Samsara è il termine sanscrito che indica la reincarnazione, imprigionando
nelle lettere quel concetto cardine di induismo e buddismo che designa
il ciclo di vite, morti, rinascite cui è soggetto ogni essere vivente
in conseguenza del suo karma. Il superamento di questo processo doloroso
che riduce la vita a mera condizione di sofferenza è la liberazione,
il Nirvana, cui le religioni ascetiche aspirano ed anelano, ed il raggiungimento
dell'identità col Brahman, l'anima universale, è l'unico
scopo della catarsi che spinge l'anima individuale a migrare da un corpo
all'altro. Questo film coraggioso, denso, metaforico e dai mille simboli,
frutto di un'ardita coproduzione tra Germania, Francia ed Italia (Fandango),
sviluppa in modo molto ispirato eppure umanissimo il tema della lotta
di un uomo per trovare e trattenere l'illuminazione spirituale. Tashi,
il più brillante dei discepoli di un monastero arroccato sui monti
dell'Himalaya, dopo una meditazione solitaria in stato di trance durata
tre anni in un eremo sperduto tra i pinnacoli rocciosi del Ladakh, viene
risvegliato e curato per riprendere le forze. Il suo ritorno, però,
è accompagnato dagli effetti sorprendenti di un profondo risveglio
sessuale, sopito ma mai del tutto sedato da una vita dedicata ai rigori
dello sviluppo spirituale. L'incontro con Pema, donna bellissima, forte
e moderna, in occasione del rito della benedizione del raccolto, lo porterà
ad abbandonare la via dell'ascesi e scegliere il mondo, sequenza infinita
di meraviglia e felicità. Ma assieme alla beatitudine dell'unione
sessuale, Tashi conosce anche il dolore della gelosia, l'ansia della lotta,
la schiavitù del possesso e comprende, poco alla volta, che la
vita nel Samsara è assai più complessa di quanto egli stesso,
primo tra i monaci e valoroso tra gli uomini, avrebbe mai immaginato.

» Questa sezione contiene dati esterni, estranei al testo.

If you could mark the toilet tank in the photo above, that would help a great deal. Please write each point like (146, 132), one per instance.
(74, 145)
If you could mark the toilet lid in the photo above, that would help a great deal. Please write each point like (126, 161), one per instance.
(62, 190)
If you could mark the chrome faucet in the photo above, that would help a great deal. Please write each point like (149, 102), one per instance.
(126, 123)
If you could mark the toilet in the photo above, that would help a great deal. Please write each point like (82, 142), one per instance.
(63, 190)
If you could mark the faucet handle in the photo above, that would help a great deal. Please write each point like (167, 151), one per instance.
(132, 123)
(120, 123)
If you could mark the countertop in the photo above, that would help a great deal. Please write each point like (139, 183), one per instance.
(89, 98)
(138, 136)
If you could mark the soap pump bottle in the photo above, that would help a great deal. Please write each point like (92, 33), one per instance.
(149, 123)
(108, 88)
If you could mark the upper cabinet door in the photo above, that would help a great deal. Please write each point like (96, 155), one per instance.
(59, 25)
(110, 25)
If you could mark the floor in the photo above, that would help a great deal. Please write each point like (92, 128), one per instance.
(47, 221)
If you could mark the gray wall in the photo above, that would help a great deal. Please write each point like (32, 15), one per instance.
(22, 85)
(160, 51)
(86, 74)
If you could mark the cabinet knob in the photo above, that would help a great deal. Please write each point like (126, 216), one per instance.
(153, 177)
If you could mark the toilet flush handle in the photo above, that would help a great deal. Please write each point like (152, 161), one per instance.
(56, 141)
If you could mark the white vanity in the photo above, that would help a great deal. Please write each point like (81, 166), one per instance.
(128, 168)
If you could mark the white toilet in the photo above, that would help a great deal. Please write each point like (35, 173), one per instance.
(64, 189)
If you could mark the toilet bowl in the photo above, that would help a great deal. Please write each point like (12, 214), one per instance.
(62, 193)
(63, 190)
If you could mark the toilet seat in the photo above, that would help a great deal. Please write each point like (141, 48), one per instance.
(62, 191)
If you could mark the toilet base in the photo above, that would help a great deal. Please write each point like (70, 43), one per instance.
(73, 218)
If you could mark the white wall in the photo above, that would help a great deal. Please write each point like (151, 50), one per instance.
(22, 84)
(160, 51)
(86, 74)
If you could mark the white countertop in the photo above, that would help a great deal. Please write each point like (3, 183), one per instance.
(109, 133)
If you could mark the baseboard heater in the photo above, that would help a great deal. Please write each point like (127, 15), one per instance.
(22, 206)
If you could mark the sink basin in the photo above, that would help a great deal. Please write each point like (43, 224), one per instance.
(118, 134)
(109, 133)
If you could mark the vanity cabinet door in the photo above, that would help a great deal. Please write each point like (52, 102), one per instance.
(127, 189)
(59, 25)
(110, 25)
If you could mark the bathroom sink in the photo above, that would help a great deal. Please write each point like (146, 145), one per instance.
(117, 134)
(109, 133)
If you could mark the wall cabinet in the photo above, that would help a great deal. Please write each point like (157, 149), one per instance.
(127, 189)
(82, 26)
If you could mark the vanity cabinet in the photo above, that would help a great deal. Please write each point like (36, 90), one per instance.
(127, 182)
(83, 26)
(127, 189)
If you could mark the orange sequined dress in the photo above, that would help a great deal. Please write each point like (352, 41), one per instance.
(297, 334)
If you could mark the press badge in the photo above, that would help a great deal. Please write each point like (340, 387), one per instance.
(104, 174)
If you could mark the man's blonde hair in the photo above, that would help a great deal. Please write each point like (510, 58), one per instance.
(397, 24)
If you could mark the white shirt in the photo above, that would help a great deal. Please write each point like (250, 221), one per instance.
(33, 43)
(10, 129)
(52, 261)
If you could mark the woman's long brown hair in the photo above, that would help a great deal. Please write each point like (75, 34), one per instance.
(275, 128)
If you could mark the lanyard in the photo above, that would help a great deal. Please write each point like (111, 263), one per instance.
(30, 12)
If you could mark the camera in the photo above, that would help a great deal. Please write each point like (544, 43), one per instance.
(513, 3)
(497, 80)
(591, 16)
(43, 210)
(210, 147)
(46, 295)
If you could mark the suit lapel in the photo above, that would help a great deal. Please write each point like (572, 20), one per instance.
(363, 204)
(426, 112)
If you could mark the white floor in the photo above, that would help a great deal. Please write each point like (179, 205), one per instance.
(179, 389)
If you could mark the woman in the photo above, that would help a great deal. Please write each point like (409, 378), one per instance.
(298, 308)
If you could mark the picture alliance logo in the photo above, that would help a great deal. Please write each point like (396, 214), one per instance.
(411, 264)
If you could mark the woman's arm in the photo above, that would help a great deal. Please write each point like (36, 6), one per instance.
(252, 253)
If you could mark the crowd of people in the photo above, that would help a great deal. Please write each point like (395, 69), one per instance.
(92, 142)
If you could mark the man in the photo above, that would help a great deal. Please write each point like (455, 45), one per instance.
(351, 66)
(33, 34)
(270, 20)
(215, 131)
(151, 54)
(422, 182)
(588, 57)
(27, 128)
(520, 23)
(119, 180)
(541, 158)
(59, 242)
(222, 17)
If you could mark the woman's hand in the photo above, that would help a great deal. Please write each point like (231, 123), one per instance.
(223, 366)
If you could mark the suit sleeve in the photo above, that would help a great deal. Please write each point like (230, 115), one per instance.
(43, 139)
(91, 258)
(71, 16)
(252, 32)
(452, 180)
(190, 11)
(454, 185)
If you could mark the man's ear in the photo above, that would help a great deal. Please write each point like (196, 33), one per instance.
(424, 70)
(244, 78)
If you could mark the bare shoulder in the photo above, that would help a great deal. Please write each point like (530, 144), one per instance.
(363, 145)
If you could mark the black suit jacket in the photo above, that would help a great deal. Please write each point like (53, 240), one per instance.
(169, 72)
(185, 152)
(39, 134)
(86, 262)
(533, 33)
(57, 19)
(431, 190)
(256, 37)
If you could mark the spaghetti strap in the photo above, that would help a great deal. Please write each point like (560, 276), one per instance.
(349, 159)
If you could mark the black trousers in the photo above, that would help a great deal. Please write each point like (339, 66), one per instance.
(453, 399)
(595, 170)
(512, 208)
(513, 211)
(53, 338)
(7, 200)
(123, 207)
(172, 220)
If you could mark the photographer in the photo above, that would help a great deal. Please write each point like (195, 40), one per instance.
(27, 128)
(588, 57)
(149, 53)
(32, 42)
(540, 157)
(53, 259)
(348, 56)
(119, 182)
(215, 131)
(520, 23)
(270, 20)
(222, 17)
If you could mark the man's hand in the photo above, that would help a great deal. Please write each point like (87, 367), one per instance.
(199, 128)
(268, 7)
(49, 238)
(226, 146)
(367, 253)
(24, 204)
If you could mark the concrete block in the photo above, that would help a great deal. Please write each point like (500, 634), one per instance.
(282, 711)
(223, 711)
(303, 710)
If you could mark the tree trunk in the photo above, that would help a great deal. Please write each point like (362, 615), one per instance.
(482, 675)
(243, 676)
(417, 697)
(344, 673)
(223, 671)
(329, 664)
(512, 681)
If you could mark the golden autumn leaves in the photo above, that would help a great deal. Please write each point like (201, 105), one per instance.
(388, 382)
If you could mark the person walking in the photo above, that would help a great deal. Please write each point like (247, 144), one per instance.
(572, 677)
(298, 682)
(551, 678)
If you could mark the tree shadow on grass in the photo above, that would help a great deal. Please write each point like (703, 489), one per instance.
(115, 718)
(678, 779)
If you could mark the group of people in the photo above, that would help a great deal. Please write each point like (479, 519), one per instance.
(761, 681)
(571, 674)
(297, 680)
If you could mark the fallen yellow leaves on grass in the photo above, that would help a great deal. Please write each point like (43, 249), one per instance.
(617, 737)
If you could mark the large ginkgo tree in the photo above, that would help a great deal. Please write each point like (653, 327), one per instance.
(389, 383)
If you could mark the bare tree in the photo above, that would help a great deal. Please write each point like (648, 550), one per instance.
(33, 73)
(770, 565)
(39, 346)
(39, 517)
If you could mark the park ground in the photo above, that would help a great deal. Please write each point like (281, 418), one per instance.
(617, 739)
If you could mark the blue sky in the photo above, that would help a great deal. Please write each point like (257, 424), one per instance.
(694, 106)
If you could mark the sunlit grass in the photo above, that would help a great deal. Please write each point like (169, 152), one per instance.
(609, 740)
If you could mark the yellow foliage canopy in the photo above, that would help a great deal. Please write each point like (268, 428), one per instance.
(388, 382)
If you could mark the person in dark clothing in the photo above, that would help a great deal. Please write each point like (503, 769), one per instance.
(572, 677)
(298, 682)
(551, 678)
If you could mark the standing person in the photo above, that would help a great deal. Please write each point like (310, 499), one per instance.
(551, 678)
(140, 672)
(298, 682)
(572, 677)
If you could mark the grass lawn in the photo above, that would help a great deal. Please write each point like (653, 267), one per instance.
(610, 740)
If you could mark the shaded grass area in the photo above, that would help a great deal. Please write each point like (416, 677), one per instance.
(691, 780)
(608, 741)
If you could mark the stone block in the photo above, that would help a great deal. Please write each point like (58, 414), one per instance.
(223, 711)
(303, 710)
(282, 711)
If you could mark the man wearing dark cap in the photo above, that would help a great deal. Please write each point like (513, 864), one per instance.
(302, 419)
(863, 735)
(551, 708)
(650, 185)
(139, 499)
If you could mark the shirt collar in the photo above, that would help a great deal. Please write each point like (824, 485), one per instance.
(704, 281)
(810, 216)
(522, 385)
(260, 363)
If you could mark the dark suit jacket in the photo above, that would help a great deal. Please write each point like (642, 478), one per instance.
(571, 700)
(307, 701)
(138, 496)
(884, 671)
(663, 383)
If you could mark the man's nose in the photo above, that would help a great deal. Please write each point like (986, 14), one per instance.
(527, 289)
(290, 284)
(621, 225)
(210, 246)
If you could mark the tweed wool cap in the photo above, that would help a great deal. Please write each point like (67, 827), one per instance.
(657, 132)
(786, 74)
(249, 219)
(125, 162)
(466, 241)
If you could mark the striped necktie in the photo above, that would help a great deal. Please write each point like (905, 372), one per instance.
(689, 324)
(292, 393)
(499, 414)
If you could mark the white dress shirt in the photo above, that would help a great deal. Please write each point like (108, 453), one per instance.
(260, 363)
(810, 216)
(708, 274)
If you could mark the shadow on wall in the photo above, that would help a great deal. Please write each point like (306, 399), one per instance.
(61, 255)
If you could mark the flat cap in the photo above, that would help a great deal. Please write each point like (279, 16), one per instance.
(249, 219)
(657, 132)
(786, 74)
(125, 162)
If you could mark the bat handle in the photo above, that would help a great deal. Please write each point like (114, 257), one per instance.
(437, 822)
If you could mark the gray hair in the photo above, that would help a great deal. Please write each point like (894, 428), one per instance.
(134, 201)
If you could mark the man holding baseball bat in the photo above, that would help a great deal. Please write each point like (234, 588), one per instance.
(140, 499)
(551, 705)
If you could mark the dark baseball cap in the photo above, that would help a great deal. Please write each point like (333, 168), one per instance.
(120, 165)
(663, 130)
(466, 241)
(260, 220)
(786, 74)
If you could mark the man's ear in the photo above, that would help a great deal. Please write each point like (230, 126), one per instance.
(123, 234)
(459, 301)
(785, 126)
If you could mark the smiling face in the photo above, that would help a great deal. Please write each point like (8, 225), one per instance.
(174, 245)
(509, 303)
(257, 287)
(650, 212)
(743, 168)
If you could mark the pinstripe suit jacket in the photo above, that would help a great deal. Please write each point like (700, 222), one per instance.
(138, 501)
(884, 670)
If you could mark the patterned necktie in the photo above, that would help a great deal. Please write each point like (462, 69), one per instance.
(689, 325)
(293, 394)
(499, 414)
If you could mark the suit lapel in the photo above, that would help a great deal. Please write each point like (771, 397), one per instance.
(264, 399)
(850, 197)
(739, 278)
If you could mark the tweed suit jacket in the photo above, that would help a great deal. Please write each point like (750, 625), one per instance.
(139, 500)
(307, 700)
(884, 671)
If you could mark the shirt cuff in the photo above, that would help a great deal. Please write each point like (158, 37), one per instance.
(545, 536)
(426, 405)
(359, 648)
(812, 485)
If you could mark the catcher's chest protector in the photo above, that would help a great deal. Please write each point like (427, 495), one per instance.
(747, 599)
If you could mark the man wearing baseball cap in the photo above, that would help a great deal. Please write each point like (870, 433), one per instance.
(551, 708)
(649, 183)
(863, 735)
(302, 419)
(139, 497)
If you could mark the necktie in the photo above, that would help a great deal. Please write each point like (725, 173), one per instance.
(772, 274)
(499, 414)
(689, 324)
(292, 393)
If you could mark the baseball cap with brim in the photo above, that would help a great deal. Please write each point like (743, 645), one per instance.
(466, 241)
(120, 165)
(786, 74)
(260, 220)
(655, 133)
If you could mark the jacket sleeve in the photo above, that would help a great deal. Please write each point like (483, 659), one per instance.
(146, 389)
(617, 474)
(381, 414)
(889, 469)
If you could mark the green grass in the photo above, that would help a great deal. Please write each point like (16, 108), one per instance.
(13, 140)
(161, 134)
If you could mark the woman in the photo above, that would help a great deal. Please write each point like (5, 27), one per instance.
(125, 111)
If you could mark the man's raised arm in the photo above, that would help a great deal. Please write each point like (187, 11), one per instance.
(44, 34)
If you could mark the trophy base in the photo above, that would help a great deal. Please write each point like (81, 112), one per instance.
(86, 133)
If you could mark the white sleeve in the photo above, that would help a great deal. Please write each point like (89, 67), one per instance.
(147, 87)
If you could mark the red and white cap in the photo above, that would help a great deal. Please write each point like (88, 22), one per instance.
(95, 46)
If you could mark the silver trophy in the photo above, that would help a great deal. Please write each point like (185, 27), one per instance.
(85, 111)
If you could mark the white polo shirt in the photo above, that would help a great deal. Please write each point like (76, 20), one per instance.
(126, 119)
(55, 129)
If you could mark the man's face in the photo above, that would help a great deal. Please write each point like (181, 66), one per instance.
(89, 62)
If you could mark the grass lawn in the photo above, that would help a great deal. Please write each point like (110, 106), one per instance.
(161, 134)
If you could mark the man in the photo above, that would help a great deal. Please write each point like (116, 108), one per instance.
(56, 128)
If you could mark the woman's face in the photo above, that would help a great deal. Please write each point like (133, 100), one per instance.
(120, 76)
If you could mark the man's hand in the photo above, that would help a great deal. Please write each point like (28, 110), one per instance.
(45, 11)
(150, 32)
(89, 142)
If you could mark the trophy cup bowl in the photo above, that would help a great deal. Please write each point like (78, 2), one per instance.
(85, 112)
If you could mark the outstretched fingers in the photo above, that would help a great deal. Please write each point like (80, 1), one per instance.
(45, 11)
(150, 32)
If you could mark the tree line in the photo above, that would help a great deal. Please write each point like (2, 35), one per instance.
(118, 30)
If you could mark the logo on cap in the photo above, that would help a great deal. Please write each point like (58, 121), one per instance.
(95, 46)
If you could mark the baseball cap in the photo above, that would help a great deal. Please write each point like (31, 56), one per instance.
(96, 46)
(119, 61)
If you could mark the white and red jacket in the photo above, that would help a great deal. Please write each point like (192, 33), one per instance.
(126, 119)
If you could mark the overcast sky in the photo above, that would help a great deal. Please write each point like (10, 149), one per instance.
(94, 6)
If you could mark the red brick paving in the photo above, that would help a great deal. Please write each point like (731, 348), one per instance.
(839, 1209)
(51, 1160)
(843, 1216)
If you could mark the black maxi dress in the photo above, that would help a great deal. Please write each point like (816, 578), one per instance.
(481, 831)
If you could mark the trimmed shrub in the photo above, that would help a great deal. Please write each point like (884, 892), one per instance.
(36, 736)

Tra i colpi di un destino infido che mette alla prova ogni sua scelta,
quasi ad aprirgli dinanzi baratri orribili di perdizione e morte, Tashi
si affranca dalle proprie ossessioni penetrando l'arcana serenità
della consapevolezza di dover conoscere e sperimentare per poi scegliere
con coscienza e volontà la via della rinuncia. Un'illuminazione
lo aiuterà a trovare la sua strada come goccia che, per non asciugarsi,
deve confluire nel mare ed il finale aperto lascerà solo supporre
allo spettatore di aver intuito il significato del messaggio raccolto
da Tashi. La pellicola è straordinaria e curata per fattura, fotografia
e colonna sonora; forse eccessiva la dilatazione dei tempi della narrazione,
protratta per due ore e venti, che punta a conferire alla proiezione l'aulica
magnificenza imposta dall'argomento profondo e ricchissimo ma che produce
un'inevitabile calo di incisività e piglio nel respiro più
ampio della tensione drammatica. Il film, comunque, piace molto e dà
spazio e modo di pensare, meritando di riposare nella memoria come preziosa
esperienza che finemente arricchisce.